From-scratch engine's life at sea
Wayne Leffler’s made-at-sea engine.
This one-of-a-kind engine was built with a lathe, drill press and torch, without plans or blueprints.
It was started in 1942 on a floating machine shop between Mexico and Pearl Harbor, and finished in May 1945 at a U.S. Navy base in the jungles of Humboldt Bay, Dutch New Guinea. The spark plug was purchased in San Diego before leaving the United States.

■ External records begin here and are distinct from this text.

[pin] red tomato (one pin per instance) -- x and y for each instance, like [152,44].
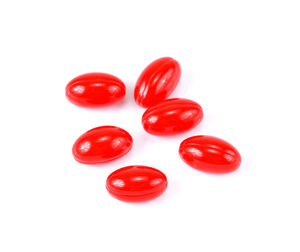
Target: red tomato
[210,154]
[95,89]
[102,144]
[172,116]
[157,82]
[136,183]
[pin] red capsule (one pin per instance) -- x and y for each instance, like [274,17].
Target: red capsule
[157,82]
[102,144]
[95,89]
[172,116]
[210,154]
[136,183]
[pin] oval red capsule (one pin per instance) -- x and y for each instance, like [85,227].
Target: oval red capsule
[136,183]
[95,89]
[172,116]
[157,82]
[210,154]
[102,144]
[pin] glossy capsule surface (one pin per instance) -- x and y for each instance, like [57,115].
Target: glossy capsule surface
[95,89]
[102,144]
[157,82]
[172,116]
[210,154]
[136,183]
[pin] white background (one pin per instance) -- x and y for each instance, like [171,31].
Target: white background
[240,60]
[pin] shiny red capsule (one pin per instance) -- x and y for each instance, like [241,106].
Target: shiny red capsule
[172,116]
[95,89]
[101,145]
[136,183]
[157,82]
[210,154]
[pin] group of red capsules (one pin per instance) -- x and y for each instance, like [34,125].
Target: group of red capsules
[162,117]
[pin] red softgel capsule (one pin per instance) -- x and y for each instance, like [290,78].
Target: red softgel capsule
[95,89]
[172,116]
[102,144]
[210,154]
[136,183]
[157,82]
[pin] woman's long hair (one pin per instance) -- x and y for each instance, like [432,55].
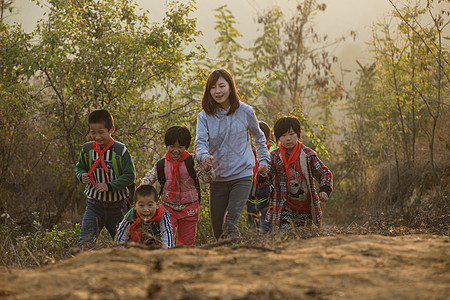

By my poor memory, the bore and stroke are 7/8-inch-by-1-inch. It runs at 8,500 RPM and it built of iron, brass, copper, aluminum and stainless steel (flywheel). All of the aluminum parts (piston, cylinder head and rotary disc valve) were whittled from a piston out of a Japanese Zero aircraft engine. The ignition coil is handmade. For jump spark (3 volts), I used two flashlight batteries. Breaker points came from a wrecked Sintella magneto.
There are no lapped joints and no gaskets, not even a head gasket. There are no piston rings and no sealing compound. The piston was lapped in with Bon Ami. It has high compression even to this day. The total time run was approximately 20 minutes. I hesitated to run it longer, as the wrist pin seen through the exhaust port is badly worn.